Article 358 du Code civil
Définition et application par la jurisprudence
Texte de loi
Article 358
A l’exception de son dernier alinéa, l’article 357 est applicable à l’enfant qui a fait l’objet d’une adoption régulièrement prononcée à l’étranger ayant en France les effets de l’adoption plénière. Les adoptants exercent l’option qui leur est ouverte par cet article lors de la demande de transcription du jugement d’adoption, par déclaration adressée au procureur de la République du lieu où cette transcription doit être opérée. Lorsque les adoptants sollicitent l’exequatur du jugement d’adoption étranger, ils joignent la déclaration d’option à leur demande. Mention de cette déclaration est portée dans la décision. La mention du nom choisi est opérée à la diligence du procureur de la République, dans l’acte de naissance de l’enfant.

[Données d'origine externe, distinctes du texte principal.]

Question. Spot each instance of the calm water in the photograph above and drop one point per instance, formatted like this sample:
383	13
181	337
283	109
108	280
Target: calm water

Source : Légifrance (DILA) – Licence Ouverte 2.0
Application par la jurisprudence
Nota bene — Article 358 C. civ. (adoption plénière): l’adoption substitue une nouvelle filiation à la filiation d’origine, qui est rompue dans tous ses effets personnels et patrimoniaux, sauf les empêchements à mariage qui demeurent. La jurisprudence applique strictement cette substitution: les parents biologiques perdent autorité parentale et droits successoraux, et l’enfant prend le nom des adoptants. Les actions ultérieures de la famille d’origine (contestation, droit de visite) sont en principe irrecevables, l’intérêt de l’enfant guidant l’appréciation des rares exceptions légales. L’adoption est en outre irrévocable, les juges ne pouvant la remettre en cause qu’en cas de nullité pour vice grave affectant la décision d’adoption.